My tagline for this blog is..
"Sometimes you just gotta say.. WTF?"
And I'm saying that now.. What the fuck?!
I had made a comment about my 1000 words of bullshit. And after seeing the grade, I have to say.. what the fuck?
I nearly fell over in disbelief. 86 / 100. WTF?
An essay that took me less than 3 hours to hastily research, write and submit. I have to tell ya.. I'm absolutely astonished that I didn't get a grade worse than that. I should have failed. Really. I'm telling you - I'm not very impressed with my own essay. It's.. terrible!
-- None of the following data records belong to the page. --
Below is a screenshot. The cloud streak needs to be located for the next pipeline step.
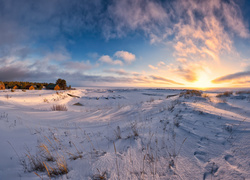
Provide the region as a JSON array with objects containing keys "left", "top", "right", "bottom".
[
  {"left": 212, "top": 71, "right": 250, "bottom": 84},
  {"left": 150, "top": 75, "right": 183, "bottom": 85},
  {"left": 103, "top": 69, "right": 130, "bottom": 76}
]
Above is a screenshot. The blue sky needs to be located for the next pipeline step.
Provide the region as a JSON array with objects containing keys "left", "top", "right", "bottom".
[{"left": 1, "top": 0, "right": 250, "bottom": 87}]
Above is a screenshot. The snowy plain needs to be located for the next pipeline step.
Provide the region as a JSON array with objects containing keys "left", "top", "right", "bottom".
[{"left": 0, "top": 87, "right": 249, "bottom": 180}]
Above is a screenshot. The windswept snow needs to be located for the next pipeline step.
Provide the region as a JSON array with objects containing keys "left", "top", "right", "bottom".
[{"left": 0, "top": 88, "right": 249, "bottom": 180}]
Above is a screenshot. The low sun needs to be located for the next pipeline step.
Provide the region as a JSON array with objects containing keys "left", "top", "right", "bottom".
[{"left": 191, "top": 72, "right": 213, "bottom": 89}]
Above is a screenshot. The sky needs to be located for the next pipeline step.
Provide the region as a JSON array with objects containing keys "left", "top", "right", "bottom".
[{"left": 0, "top": 0, "right": 250, "bottom": 88}]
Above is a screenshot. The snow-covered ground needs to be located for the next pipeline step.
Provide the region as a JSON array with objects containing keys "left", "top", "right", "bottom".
[{"left": 0, "top": 88, "right": 249, "bottom": 180}]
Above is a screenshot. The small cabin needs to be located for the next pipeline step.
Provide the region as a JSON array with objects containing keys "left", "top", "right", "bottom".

I am complaining that I got a good grade because, honestly, I don't think I deserve it.
I think I'm in shock.
Anyway.. it is what it is. I still have another essay to write.. one on stereotypes. The premise is a little hard and I'm finding it difficult to articulate what it is I want to express. This one will be a challenge.
On to other notes..
I'm in something called the Ultimate Laugh Down which is coming up next week. And I need to write my material, practice and practice some more. I've decided that I need to be more edgy. I'm a pissed off guy who has rather off-beat opinions.. and they're full of fallacies, even. I like that about my shit.. They're logically questionable, but people don't give a shit as long as they agree. Let's face it - no one really cares about my sensitivity jokes, the gay shit or even the clever wit. And they certainly don't care about the lack of confidence I've been having (due to my not practicing or knowing my material to the best of my ability). My workshop instructor says that I need to explore the stuff that really pisses me off, the stuff that I am passionately displeased with (which is almost everything these days). I'm uncomfortable talking about these things and, frankly, I don't want to be judged. But, at the same time, it's fodder that can make people laugh. And they can relate. So, I'm going to start writing about it. And I'm going to see where it takes me because the sensitive, nice guy bullshit needs to stop and because no one.. NO ONE... deserves my compassion. NO ONE deserves my kindness. No one but me, anyway. And maybe a few select people. It's how it has to be. No one likes a pussy. And it's unfortunate because it's a stereotype I seem to be all too familiar with.